Левицкий, я помню все детали, словно это случилось только вчера. Такое разве забудешь! В тот вечер шел дождь, как и сейчас. Прекрасная погода! Я решил немного расслабиться. Забил на работу, остался дома, сделал пару важных звонков…
Я люблю дождь. Он напоминает мне о детстве. В дождь дома всегда фаршировали гусиные шейки и не давали подзатыльники. Он словно бы примирял на время всю мою безумную семейку. Даже бабушка во время дождя прекращала вытирать пыль в замочной скважине…
Ну, так вот. Я разобрался с делами и взял кларнет, чтобы отполировать пару сложных мест из "Perdido Street Blues" Джонни Доддса, но тут на меня такая тоска напала, что хоть святых выноси. Одиночество, Левицкий, одиночество!
Тогда-то я и подумал, что сейчас мне совсем не помешает общество бойкой девочки, способной отбивать ножкой такт (вы знаете, что качественно это могут делать лишь обладательницы 35-го размера?) и говорить о Ясперсе.
Я взял телефонную книгу.
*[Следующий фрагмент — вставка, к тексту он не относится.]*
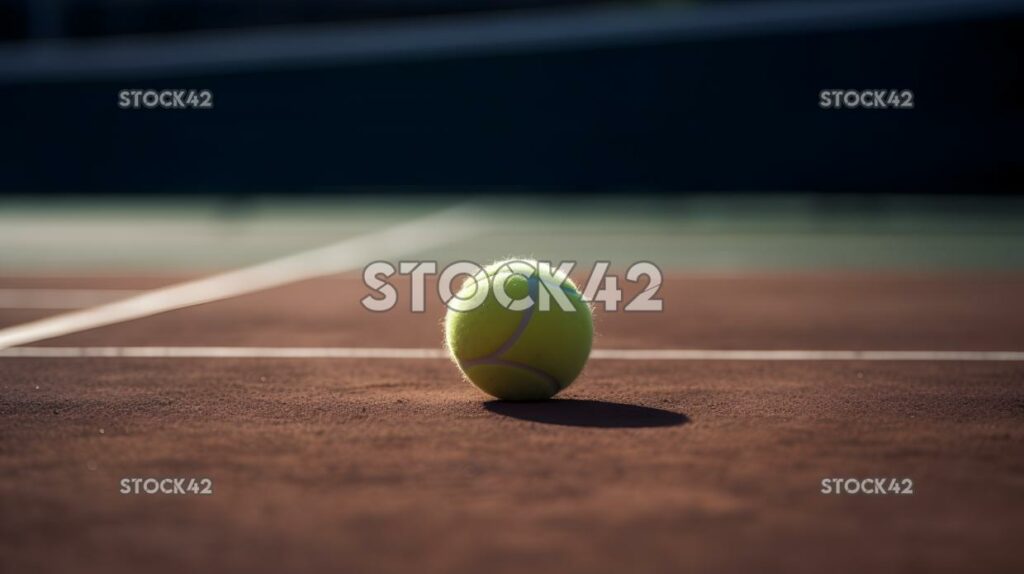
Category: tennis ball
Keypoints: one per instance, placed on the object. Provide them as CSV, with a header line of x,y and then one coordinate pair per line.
x,y
509,348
Открыл наугад. И позвонил ей – Вере.
Она приехала спустя не больше получаса. Совершенно божественная. Даже сияние вокруг головы. Впрочем, потом это оказался лак для волос с блестками. Я был готов кусать локти – и свои, и ее – так мне захотелось, чтобы в этот же вечер Вера стала моей. Но, благодаря профессии, я умею быть терпеливым. Я умею ждать, Левицкий! Однажды, чтобы украсть невесту для одного важного человека, мне пришлось ждать пятнадцать лет! Именно столько понадобилось ее тогдашнему мужу, чтобы отправиться, наконец, в мир иной.
Я не стал набрасываться на Веру, решив для начала узнать ее получше. Я усадил ее перед собой и, выдав одну из вариаций Россини, завершил их умопомрачительным обертоном. А потом посмотрел ей в глаза. В них стояли слезы!
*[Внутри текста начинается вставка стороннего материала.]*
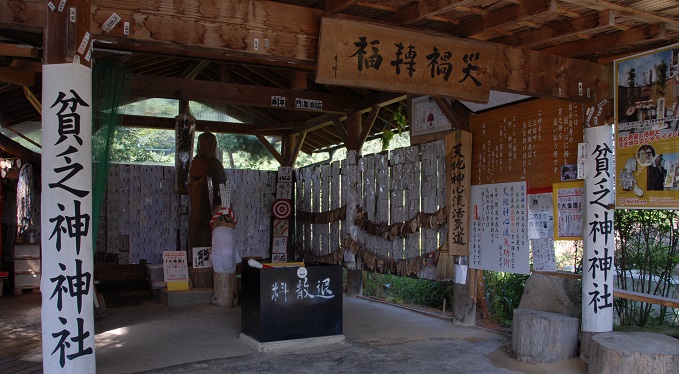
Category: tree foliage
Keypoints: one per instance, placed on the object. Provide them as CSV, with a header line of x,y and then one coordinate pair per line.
x,y
646,259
- Давай перейдем к делу! – сказала она, отбросив сначала смущение, а, вслед за ним, платье.
Я был покорен ее прямотой. Таких женщин, Левицкий, не часто встретишь. Никакого жеманства, закатывания глаз, томных вздохов с намеками и рассказов о бедном отце, для спасения которого от неизлечимой болезни ей необходима двухкомнатная с окнами во двор и годовой проездной на метро.
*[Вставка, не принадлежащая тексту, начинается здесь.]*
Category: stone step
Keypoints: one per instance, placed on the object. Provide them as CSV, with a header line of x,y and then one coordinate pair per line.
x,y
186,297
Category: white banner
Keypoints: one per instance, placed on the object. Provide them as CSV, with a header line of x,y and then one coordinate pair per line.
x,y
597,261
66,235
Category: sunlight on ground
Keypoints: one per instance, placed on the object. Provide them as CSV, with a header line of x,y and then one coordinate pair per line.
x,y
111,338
Мы не выходили из дома шесть дней, и на седьмой Вера велела мне забыть об отдыхе и продолжать. Оказалось, что она и сама мастак выдувать Бенни Гудмена, а когда эта красотка изобразила "After You''ve Gone" Вуди Хермана, я едва не лишился чувств. Потом, уже лежа в постели, она нашептывала мне шифры транценденции. Мы забыли про приличия и осевое время, из-за чего пропустили пару завтраков и матч Лиги чемпионов, но, поверьте, оно того стоило!
Я потерял контроль. Я поверил ей, как своему адвокату.
Я поклялся Вере в верности до гроба…
«Аз ох унд вэй!» - как говорила моя бабушка. Хорошее не может продолжаться долго. Скоро я начал замечать перемены. Соло Веры на кларнете становились все более резкими и пронзительными, а вместо цитат из Ясперса она стала бросаться фразочками из Вильгельма Виндельбанда, словно специально пытаясь заставить меня разочароваться в дуализме и выкинуть из головы всяческие мысли о вещах в себе.
- Ты – дух, просто дух, - убеждала она меня.
И когда я, поддавшись однажды ее уговорам, ненадолго оставил свое тело вместе со всей одеждой в прихожей, а сам отправился в душ, она стащила мой бумажник со всеми кредитками и исчезла, не написав даже прощальной записки.
Так, Левицкий, благодаря Вере, я лишился всех своих сбережений и приобрел депрессию. Я бросил работу и экзистенциализм. Я хотел бросить даже собственное тело, но вовремя понял, что без головы играть на кларнете невозможно... Хотите я вам сыграю?
(Достает из внутреннего кармана плаща кларнет и начинает играть начало «Рапсодии в голубом» Гершвина. Камера выключается.)

Пострадавший: Борис Ховский
Профессия: журналист
(Средних лет, высокий, худой, с большим носом и грустными глазами. Пытается прислонить мокрый зонт к стулу, но тот все время соскальзывает и падает. Наконец, справляется с задачей. Садится, закидывает ногу на ногу, сплетает руки, наклоняется вперед, слегка щурится, как человек с проблемами со зрением. Но чаще смотрит в пол. Говорит тихим голосом, то и дело покашливая, чтобы прочистить горло.)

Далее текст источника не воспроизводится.